Ma vi sono, importanti, anche i riverberi con la strettissima attualità, in un paese diviso come non mai e alle soglie di decisive elezioni presidenziali. Come infatti esplicitato in coda al film, all’indomani dell’assalto al campidoglio del 6 gennaio 2021, sono state rinvenute copie dei famosi Diari di Turner. Ritrovamento che rende ancor più sinistro l’evento eversivo che ha avuto luogo a Washington, dopo l’elezione a presidente di Joe Biden.

Come già notammo al tempo a proposito di Civil War (2023), diretto da Alex Garland, stupisce il fatto che a parlarne, sia pure in un contesto di fiction, sia un regista che statunitense non è.

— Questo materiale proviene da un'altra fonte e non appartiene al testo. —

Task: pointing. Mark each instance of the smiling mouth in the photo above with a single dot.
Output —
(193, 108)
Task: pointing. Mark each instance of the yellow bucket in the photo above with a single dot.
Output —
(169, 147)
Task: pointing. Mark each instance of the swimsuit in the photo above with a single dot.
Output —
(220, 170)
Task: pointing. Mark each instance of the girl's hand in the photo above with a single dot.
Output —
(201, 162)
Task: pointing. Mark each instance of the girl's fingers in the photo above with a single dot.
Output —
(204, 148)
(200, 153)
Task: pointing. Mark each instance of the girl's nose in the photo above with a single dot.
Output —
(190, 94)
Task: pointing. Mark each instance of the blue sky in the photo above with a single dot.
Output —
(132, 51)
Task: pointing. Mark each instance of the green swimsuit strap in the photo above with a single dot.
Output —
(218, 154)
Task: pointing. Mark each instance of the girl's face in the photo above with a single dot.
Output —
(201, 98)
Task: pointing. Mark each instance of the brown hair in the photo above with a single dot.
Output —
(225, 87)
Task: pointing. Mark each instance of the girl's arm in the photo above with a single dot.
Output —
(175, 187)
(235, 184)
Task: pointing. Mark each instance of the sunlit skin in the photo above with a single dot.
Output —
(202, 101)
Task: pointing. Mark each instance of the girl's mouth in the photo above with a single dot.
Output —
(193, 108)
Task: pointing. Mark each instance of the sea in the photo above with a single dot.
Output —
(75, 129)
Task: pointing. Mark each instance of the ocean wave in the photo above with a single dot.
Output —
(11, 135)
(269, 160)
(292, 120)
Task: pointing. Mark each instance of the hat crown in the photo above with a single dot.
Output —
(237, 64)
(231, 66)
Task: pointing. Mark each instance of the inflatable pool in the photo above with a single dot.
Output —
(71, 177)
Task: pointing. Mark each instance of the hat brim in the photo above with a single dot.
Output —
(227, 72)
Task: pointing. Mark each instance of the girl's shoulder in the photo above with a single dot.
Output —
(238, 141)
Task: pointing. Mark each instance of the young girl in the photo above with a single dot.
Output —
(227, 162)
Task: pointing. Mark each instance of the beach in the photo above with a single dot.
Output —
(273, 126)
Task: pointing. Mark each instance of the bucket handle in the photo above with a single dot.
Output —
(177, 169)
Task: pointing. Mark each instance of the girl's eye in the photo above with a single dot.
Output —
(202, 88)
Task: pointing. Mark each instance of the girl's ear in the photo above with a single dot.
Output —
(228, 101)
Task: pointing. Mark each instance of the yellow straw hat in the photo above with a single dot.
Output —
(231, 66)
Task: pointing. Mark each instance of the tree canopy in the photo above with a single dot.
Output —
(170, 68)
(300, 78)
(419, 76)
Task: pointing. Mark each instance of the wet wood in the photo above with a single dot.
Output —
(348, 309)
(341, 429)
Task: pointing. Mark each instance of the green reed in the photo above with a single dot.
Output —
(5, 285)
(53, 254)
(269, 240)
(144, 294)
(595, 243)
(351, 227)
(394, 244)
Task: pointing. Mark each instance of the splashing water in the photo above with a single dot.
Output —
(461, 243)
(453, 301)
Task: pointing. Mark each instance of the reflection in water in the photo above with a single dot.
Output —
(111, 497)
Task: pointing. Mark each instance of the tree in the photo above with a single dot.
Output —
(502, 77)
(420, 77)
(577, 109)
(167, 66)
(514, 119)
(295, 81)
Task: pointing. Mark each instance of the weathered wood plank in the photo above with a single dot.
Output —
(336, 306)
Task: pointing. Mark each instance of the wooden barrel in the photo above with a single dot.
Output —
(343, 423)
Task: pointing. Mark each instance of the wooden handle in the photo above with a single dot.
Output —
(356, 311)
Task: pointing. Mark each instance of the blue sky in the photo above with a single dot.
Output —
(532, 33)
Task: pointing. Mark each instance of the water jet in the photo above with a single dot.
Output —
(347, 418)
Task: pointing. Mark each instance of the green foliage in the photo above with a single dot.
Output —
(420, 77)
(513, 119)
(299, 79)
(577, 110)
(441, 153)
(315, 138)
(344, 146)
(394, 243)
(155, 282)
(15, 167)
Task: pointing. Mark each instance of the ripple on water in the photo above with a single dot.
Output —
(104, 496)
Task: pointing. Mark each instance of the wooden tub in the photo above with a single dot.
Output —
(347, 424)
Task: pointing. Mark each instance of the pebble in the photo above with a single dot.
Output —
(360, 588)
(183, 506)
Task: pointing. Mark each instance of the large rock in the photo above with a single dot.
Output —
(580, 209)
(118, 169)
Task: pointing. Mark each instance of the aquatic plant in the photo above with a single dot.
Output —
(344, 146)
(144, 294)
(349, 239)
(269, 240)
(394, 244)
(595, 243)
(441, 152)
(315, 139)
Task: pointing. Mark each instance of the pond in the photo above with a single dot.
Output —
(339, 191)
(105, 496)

Che Hollywood stia forse dimostrando una sorta di timidezza e non voglia prendere posizione sui fatti di casa propria? Chissà?


The Order – Regia: Justin Kurzel; sceneggiatura: Zach Baylin (dal libro The Silent Brotherhood di Kevin Flynn, Gary Gerhardt) ; fotografia: Adam Arkapaw; montaggio: Nick Fenton; musiche: Jed Kurzel; scenografia: Karen Murphy; interpreti: Jude Law, Nicholas Hoult, Tye Sheridan, Jurnee Smollett, Marc Maron; produzione: AGC Studios (Stuart Ford, Miguel A. Palos Jr., Zach Garrett, Anant Tamirisa), Chasing Epic Pictures (Bryan Haas), Riff Raff Entertainment (Jude Law, Ben Jackson, Stephen Fuss), Arcana Studio (Sean Patrick O’Reilly, Eric Rebalkin); origine: Canada, 2024; durata: 116 minuti.